A Challenge for LED Luminaires

Today I was at an LED “shootout” at the New York City office of Barbizon (special thanks to John Gebbe and Scott Hali).  We were looking at products that might be used in a specific application – that of lighting an auditorium or theatre.  The shootout was between 26 fixtures from 17 manufacturers, all installed at a height of 10′.

Architecturally, the designer is essentially lighting three conjoined rooms:  the orchestra, where the ceiling can be 35′ high or more; the balcony, where the ceiling can range from 12′ to 25′ because of the steep slope of the seating; under the balcony, where the ceiling may range from 12′ to 18′, again because of the slope of the seating.

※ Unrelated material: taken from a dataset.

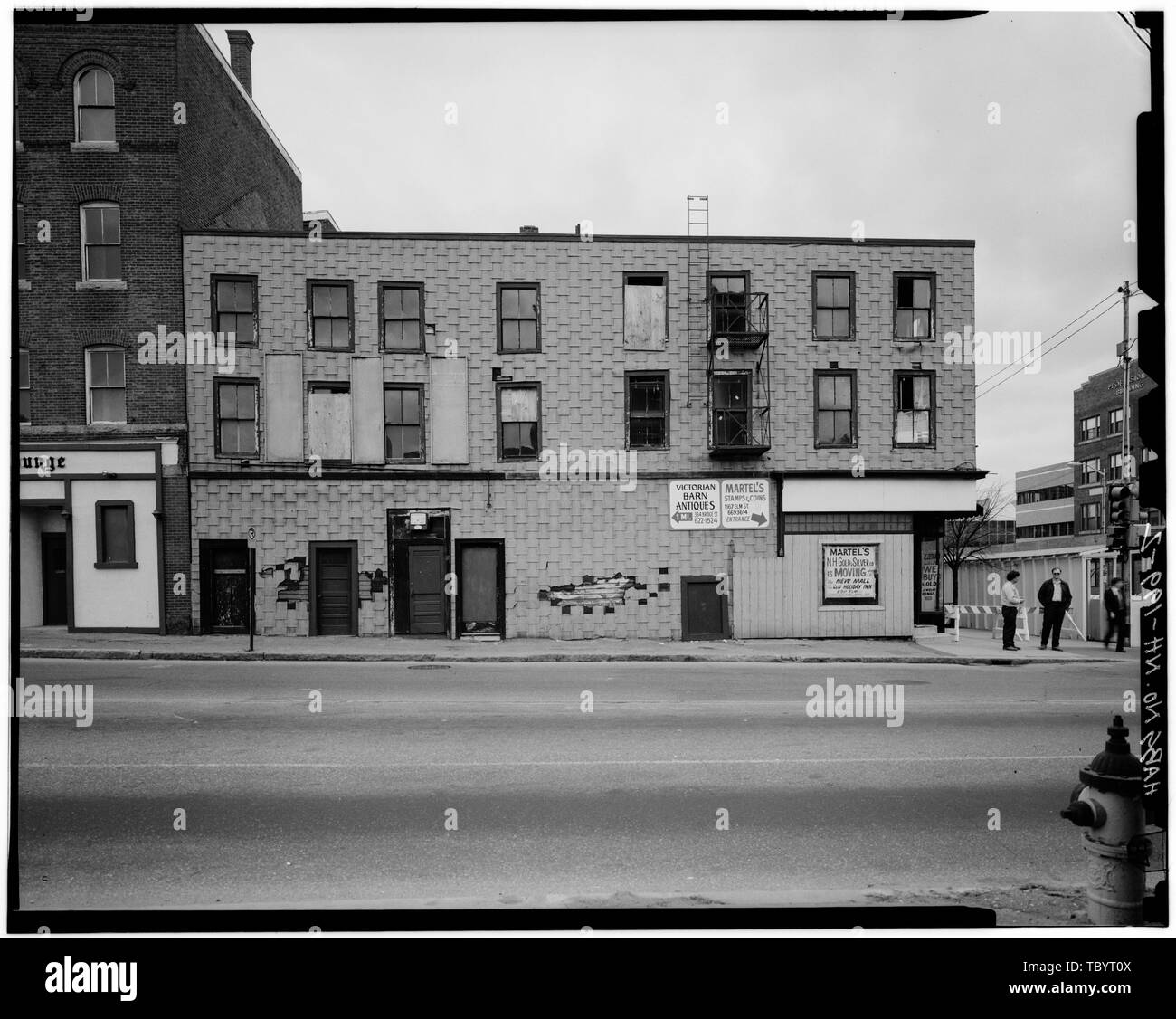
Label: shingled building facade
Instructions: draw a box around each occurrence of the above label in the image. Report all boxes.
[184,228,984,639]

The first part of the challenge is to find a set of fixtures that can provide even illumination in these three spaces, each one of which has a sloped floor and therefore a  varying throw distance.  The second part of the challenge is for all of the fixtures to dim simultaneously.  Unfortunately, I don’t think we saw success.  Here’s what we saw.

First, only one manufacturer had a product line for all three possible mounting conditions – pendant, surface, and recessed.  That manufacturer, though, didn’t have three beam spread and/or brightness options to meet the range of typical installation heights.

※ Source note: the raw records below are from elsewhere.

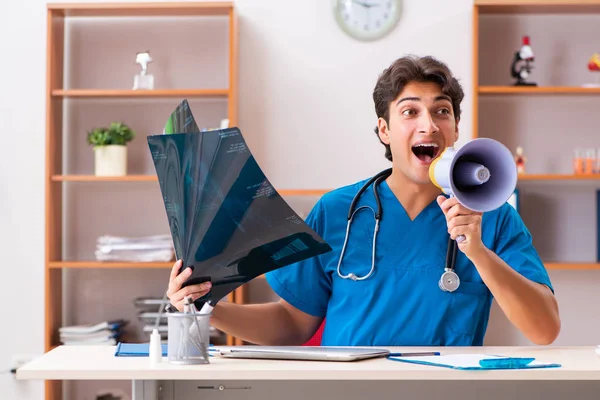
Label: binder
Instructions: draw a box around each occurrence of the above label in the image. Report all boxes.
[388,354,561,370]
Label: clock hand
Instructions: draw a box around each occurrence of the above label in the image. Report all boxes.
[352,0,370,8]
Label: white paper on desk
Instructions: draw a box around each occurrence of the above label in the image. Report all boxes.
[390,354,558,369]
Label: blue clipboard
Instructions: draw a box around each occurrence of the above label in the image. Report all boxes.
[388,354,561,370]
[115,342,167,357]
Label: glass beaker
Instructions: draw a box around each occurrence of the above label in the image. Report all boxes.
[167,312,211,364]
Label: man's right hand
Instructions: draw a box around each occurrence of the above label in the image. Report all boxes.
[167,260,211,312]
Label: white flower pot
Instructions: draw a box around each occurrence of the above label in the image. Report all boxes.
[94,144,127,176]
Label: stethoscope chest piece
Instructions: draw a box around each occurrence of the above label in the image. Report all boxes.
[438,269,460,292]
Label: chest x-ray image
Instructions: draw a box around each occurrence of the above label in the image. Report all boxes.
[147,101,331,306]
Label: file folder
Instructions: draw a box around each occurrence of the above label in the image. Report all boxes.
[388,354,561,370]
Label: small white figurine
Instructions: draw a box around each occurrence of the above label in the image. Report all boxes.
[515,146,527,174]
[133,51,154,90]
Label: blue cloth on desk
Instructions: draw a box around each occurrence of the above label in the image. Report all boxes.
[115,342,167,357]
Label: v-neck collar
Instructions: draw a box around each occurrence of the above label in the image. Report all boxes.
[377,180,441,224]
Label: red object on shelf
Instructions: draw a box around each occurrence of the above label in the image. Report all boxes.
[303,320,325,346]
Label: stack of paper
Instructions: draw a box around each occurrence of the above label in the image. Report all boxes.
[58,320,127,345]
[96,235,175,262]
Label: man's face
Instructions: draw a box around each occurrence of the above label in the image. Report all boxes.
[378,82,458,188]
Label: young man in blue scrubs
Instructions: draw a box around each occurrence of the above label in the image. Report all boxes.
[168,57,560,346]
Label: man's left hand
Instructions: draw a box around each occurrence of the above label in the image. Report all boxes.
[437,195,485,258]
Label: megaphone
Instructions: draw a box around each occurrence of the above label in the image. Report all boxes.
[429,138,517,228]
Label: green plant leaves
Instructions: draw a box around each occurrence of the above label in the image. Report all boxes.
[87,122,135,146]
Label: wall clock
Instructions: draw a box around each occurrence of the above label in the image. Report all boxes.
[333,0,402,40]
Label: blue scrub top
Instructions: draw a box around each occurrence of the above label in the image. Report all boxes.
[266,176,553,346]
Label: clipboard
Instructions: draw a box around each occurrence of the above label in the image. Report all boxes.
[388,354,561,370]
[115,342,168,357]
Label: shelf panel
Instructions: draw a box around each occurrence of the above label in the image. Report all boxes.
[518,174,600,181]
[48,261,600,270]
[52,89,229,98]
[474,0,600,14]
[544,262,600,269]
[51,174,600,184]
[479,86,600,94]
[48,2,233,17]
[50,175,330,196]
[48,261,175,269]
[51,175,157,182]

Second, LED manufacturing is maturing, but it’s not mature.  That means we still don’t have strong, industry-wide standards for things like color.  In many cases it was difficult to use fixtures from two or more manufacturers because the color of the light produced (visually evaluated, and measured in color temperature, peak wavelength and spectral content) clearly didn’t match.

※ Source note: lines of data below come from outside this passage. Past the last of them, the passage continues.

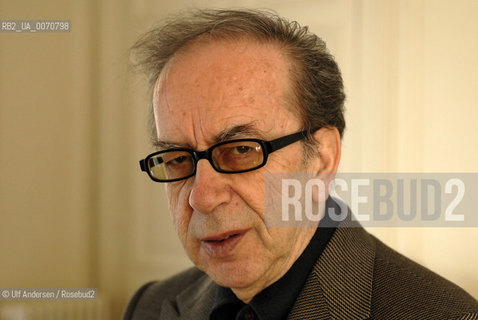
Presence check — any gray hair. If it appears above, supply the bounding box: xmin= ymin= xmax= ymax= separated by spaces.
xmin=132 ymin=9 xmax=345 ymax=151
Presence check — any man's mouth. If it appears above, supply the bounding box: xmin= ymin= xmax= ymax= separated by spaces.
xmin=201 ymin=230 xmax=248 ymax=258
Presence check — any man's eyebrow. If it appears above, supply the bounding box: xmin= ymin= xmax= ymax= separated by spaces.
xmin=214 ymin=122 xmax=263 ymax=143
xmin=151 ymin=138 xmax=181 ymax=150
xmin=151 ymin=122 xmax=263 ymax=150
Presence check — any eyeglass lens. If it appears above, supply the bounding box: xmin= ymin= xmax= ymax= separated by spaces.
xmin=147 ymin=141 xmax=264 ymax=180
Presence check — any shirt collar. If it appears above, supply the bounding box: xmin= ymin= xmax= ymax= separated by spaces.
xmin=210 ymin=197 xmax=340 ymax=320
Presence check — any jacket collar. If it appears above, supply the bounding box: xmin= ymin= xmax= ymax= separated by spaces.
xmin=160 ymin=217 xmax=375 ymax=320
xmin=289 ymin=217 xmax=375 ymax=320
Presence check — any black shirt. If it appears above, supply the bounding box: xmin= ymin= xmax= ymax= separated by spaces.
xmin=209 ymin=197 xmax=340 ymax=320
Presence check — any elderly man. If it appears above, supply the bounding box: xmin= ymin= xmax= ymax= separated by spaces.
xmin=124 ymin=10 xmax=478 ymax=320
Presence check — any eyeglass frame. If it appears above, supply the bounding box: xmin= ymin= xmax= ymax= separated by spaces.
xmin=139 ymin=128 xmax=320 ymax=183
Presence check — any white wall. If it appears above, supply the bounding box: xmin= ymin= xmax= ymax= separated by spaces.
xmin=0 ymin=0 xmax=478 ymax=319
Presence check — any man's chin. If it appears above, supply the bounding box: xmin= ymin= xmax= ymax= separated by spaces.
xmin=203 ymin=264 xmax=259 ymax=289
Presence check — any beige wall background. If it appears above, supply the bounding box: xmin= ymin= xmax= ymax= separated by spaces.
xmin=0 ymin=0 xmax=478 ymax=320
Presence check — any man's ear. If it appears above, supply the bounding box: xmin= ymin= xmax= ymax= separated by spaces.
xmin=311 ymin=127 xmax=341 ymax=204
xmin=313 ymin=127 xmax=341 ymax=174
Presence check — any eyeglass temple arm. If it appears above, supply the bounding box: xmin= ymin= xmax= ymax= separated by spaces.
xmin=267 ymin=130 xmax=315 ymax=152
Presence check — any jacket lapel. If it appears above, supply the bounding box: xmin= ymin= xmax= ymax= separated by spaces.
xmin=289 ymin=218 xmax=375 ymax=320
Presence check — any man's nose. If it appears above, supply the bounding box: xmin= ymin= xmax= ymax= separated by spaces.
xmin=189 ymin=160 xmax=231 ymax=213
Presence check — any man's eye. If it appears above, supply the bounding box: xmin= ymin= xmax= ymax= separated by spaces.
xmin=168 ymin=156 xmax=187 ymax=165
xmin=232 ymin=146 xmax=252 ymax=154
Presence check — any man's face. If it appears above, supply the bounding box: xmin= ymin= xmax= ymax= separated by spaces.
xmin=154 ymin=40 xmax=315 ymax=298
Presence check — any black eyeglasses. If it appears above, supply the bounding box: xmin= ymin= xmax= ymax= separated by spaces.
xmin=139 ymin=129 xmax=318 ymax=182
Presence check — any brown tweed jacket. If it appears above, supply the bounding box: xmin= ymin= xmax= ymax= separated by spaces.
xmin=123 ymin=221 xmax=478 ymax=320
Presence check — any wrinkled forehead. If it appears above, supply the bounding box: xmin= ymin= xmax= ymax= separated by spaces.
xmin=153 ymin=40 xmax=295 ymax=146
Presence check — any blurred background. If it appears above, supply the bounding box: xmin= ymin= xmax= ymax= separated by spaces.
xmin=0 ymin=0 xmax=478 ymax=320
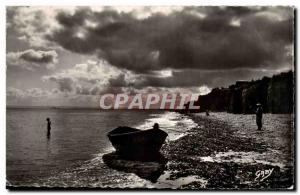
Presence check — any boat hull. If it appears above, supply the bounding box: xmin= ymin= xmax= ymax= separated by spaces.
xmin=108 ymin=127 xmax=168 ymax=159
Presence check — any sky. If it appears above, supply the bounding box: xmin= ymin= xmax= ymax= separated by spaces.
xmin=6 ymin=6 xmax=294 ymax=107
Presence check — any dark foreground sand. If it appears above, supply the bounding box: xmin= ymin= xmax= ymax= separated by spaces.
xmin=162 ymin=113 xmax=294 ymax=190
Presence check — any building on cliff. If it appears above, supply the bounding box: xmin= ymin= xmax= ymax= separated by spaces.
xmin=187 ymin=71 xmax=295 ymax=114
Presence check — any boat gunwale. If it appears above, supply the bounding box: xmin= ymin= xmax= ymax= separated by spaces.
xmin=107 ymin=129 xmax=167 ymax=137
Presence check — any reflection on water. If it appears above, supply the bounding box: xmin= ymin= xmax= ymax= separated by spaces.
xmin=102 ymin=152 xmax=168 ymax=183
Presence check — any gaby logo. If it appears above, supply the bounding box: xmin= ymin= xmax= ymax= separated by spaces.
xmin=100 ymin=94 xmax=200 ymax=110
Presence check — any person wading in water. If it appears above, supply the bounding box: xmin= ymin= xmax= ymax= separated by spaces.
xmin=47 ymin=118 xmax=51 ymax=137
xmin=256 ymin=103 xmax=263 ymax=130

Finally, getting fixtures from multiple manufacturers to dim simultaneously proved very difficult.  Each set of installed fixtures would need its own (perhaps custom) dimming curve just to get a close match, and identical performance seemed impossible.   The problem here is three-fold.  First, multiple control protocols would be required.  The fixtures demonstrated used line voltage dimming, three-wire dimming, 0-10v DC, and DMX protocols.  That’s not a deal breaker, but it is an unfortunate complication.  Second, some of the LED drivers produced unacceptable dips, flickering, or pulsing of the light as they dimmed.  Third, some of the LED drivers couldn’t make a smooth transition from darkness or light, or light to darkness.  We saw fixtures pop on and drop out, dim up nicely but not dim out well, and dim out well but pop on.  Eventually this might be as easy as working with incandescent lamps, but not yet.

The easy lesson was that, for now, the safest choice for smooth dimming from darkness to full light is still incandescent.  The color of the light from fixtures in all of the installation conditions will match, the dimming curves will be the same, and they’re easy to dim.

The complicated lesson was that it is absolutely essential to mock up the proposed lighting system, using the LEDs, drivers, control protocols, and dimming equipment that will be installed.  It’s the only way to be certain that the start and end of a show, when the house lights dim down and then back up, isn’t a light show of its own.

Back to School

The prediction is for a cold and snowy day in Brooklyn as my students and I return to  Pratt after the winter break.  This semester will be the final pass through the PowerPoint slides that will be available to instructors on Wiley’s web site.  It will also be, by my count, the 20th spring teaching this material.

At this point I assume that the only people reading this blog are my students (it’s only been active for about six hours!) so let me repeat what I say at the beginning of every semester – This is for you.  I know that a lighting design can have a profound impact on the way users view, experience, and interact with a space.  The goal of the semester is to help you to know it, too, and to give you the vocabulary, an understanding of the tools, and a structure (actually several structures) to frame your lighting design goals.  If there’s something I can do to help you with those goals, talk to me.